LITTLE ROCK – Arkansas Attorney General Leslie Rutledge issues a statement following the Eighth Circuit’s 9-1 decision upholding Arkansas’s law barring state contractors from boycotting Israel. The decision affirms a lower court decision throwing out Arkansas Times’s lawsuit challenging Act 710 of 2017.
“Today is a resounding victory for Arkansas’s anti-discrimination law and reinforces Arkansas’s relationship with our long-time ally, Israel,” said Attorney General Leslie Rutledge. “Arkansas had to spend taxpayer resources proving that Arkansas Times is not entitled to discriminate.”
Arkansas’s anti-discrimination law, Arkansas Act 710 of 2017, is a commonsense law that prohibits public entities from contracting with, and investing in, companies that boycott Israel. In 2018, Arkansas Times filed a lawsuit seeking to halt University of Arkansas System schools from requiring a pledge not to boycott Israel as part of business contracts. In January 2019, the United States District Court for the Eastern District of Arkansas sided with Arkansas and dismissed that lawsuit. In February, a three-judge panel sided with Arkansas Times, and after Arkansas successfully petitioned the Eighth Circuit to hear the case en banc, the case was reargued in September 2021.

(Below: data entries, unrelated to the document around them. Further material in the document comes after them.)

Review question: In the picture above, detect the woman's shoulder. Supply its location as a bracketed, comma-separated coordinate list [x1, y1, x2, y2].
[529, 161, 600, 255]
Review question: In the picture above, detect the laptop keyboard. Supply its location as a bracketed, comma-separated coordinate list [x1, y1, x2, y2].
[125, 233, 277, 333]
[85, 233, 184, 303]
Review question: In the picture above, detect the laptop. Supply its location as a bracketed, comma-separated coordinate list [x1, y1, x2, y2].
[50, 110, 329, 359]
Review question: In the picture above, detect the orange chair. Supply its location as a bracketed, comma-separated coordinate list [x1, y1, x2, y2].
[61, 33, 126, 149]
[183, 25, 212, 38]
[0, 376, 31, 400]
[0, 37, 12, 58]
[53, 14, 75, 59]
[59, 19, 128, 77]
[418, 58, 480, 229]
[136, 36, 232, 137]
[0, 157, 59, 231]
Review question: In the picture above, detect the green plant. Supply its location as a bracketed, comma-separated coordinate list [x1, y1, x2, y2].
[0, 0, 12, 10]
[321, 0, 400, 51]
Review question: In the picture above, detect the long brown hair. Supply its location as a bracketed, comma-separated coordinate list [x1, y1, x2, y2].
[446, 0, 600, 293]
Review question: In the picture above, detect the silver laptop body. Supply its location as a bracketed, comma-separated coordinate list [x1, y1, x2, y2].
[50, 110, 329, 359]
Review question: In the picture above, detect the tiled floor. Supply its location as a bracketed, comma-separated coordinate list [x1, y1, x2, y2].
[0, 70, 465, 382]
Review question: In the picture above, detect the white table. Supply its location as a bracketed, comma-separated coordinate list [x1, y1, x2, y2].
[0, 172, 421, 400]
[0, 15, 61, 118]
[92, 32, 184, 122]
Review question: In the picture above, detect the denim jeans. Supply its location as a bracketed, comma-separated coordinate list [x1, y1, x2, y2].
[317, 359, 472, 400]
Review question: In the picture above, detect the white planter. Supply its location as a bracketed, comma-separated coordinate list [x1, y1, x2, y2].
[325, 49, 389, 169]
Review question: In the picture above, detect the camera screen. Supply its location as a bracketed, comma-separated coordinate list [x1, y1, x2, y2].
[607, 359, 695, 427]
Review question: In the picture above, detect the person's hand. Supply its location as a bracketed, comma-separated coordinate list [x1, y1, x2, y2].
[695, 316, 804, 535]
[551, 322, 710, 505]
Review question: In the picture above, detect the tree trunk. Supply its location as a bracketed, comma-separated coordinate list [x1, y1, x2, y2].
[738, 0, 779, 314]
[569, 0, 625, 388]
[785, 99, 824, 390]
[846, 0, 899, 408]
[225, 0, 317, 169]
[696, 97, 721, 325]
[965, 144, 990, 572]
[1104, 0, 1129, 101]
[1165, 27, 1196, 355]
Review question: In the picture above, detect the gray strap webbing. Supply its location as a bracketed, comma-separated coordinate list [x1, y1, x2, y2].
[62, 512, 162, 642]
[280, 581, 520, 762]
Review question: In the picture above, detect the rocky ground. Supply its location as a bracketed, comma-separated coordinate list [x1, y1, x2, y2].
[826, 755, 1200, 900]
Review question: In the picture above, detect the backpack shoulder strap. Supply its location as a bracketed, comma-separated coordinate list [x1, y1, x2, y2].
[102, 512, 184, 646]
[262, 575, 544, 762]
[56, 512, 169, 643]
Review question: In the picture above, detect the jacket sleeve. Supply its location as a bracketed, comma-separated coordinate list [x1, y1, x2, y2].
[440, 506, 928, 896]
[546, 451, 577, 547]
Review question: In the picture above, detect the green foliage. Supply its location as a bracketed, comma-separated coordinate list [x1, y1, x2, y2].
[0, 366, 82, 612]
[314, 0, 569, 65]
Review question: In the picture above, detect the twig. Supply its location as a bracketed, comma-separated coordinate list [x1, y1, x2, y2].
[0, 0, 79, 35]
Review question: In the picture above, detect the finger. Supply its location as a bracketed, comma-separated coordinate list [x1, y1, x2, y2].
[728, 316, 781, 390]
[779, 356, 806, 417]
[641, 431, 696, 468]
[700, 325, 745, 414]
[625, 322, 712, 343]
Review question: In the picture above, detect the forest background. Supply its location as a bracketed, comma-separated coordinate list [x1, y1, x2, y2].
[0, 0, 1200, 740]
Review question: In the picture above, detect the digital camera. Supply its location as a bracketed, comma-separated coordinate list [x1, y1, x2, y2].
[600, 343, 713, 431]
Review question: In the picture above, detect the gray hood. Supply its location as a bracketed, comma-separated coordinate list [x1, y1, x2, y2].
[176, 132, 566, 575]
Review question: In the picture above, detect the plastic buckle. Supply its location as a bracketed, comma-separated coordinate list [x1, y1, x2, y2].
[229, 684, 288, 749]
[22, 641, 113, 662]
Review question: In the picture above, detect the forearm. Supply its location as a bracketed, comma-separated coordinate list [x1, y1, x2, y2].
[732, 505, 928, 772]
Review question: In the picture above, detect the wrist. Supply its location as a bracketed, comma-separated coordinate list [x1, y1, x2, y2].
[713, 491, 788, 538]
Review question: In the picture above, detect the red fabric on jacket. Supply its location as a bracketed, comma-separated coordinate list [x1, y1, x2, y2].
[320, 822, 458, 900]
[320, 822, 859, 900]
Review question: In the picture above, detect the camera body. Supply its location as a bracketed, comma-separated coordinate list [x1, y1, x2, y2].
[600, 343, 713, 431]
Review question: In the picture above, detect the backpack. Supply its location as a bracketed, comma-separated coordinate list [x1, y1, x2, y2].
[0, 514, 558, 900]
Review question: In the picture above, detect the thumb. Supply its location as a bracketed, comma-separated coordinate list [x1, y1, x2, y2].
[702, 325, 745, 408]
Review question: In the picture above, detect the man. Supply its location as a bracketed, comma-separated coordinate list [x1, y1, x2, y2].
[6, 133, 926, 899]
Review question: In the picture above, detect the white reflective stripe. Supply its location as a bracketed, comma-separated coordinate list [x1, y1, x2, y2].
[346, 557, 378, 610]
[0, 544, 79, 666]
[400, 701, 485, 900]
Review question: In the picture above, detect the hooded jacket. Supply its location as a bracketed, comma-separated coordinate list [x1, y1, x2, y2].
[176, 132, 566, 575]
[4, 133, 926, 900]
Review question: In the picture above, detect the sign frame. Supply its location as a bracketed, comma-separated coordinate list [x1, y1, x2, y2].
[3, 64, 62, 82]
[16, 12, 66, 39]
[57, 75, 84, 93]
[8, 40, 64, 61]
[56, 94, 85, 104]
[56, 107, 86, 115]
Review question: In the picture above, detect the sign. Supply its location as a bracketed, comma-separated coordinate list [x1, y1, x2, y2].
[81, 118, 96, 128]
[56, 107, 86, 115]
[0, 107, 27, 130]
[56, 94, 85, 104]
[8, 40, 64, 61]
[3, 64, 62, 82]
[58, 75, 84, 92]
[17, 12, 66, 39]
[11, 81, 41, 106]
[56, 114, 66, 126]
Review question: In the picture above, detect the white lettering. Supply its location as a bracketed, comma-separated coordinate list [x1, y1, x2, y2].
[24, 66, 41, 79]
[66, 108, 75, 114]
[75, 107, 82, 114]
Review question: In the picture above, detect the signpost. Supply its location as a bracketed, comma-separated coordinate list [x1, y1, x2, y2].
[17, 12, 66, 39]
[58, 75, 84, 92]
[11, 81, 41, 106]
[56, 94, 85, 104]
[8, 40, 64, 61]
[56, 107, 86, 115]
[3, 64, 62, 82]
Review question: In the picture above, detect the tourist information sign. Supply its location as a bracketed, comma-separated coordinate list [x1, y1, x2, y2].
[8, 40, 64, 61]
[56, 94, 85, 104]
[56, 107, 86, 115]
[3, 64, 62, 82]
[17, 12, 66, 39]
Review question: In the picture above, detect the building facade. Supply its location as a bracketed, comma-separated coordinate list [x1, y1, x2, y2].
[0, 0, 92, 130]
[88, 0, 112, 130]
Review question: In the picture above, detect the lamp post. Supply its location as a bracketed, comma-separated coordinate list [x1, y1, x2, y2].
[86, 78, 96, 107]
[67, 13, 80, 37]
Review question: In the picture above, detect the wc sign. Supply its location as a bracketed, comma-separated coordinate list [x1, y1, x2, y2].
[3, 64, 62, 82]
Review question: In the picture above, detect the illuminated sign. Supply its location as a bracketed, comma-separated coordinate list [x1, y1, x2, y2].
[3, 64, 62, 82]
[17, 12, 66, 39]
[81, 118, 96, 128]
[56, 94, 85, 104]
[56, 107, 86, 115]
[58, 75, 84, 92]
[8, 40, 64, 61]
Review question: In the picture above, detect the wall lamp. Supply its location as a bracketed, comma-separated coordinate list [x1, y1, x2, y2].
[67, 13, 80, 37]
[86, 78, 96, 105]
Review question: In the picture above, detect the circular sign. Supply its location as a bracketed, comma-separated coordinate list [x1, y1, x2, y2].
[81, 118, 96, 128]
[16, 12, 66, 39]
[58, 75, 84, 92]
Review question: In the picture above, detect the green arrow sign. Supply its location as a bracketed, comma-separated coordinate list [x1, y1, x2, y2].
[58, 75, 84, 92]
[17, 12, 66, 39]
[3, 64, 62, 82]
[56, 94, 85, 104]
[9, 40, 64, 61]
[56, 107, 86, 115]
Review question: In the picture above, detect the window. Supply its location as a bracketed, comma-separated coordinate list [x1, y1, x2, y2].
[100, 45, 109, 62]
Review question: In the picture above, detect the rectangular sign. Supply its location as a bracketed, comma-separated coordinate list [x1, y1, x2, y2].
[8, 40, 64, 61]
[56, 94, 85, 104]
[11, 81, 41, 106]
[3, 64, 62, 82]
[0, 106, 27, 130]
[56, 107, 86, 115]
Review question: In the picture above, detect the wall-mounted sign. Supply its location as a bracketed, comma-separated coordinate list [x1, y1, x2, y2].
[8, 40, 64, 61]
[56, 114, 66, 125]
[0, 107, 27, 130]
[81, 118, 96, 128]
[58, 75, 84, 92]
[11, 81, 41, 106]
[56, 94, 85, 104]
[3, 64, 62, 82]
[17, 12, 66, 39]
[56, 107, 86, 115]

About Attorney General Leslie Rutledge
Leslie Carol Rutledge is the 56th Attorney General of Arkansas. Elected on November 4, 2014, and sworn in on January 13, 2015, she is the first woman and first Republican in Arkansas history to be elected as Attorney General. She was resoundingly re-elected on November 6, 2018. Since taking office, she has significantly increased the number of arrests and convictions against online predators who exploit children and con artists who steal taxpayer money through Social Security Disability and Medicaid fraud. Further, she has held Rutledge Roundtable meetings and Mobile Office hours in every county of the State each year, and launched a Military and Veterans Initiative. She has led efforts to roll back government regulations that hurt job creators, fight the opioid epidemic, teach internet safety, combat domestic violence and make the office the top law firm for Arkansans. Rutledge serves on committees for Consumer Protection, Criminal Law and Veterans Affairs for the National Association of Attorneys General. She also served as the former Chairwoman of the Republican Attorneys General Association.
A native of Batesville, she is a graduate of the University of Arkansas at Fayetteville and the University of Arkansas at Little Rock William H. Bowen School of Law. Rutledge clerked for the Arkansas Court of Appeals, was Deputy Counsel for former Governor Mike Huckabee, served as a Deputy Prosecuting Attorney in Lonoke County and was an Attorney at the Department of Human Services before serving as Counsel at the Republican National Committee. Rutledge and her husband, Boyce, have one daughter. The family has a home in Pulaski County and a farm in Crittenden County.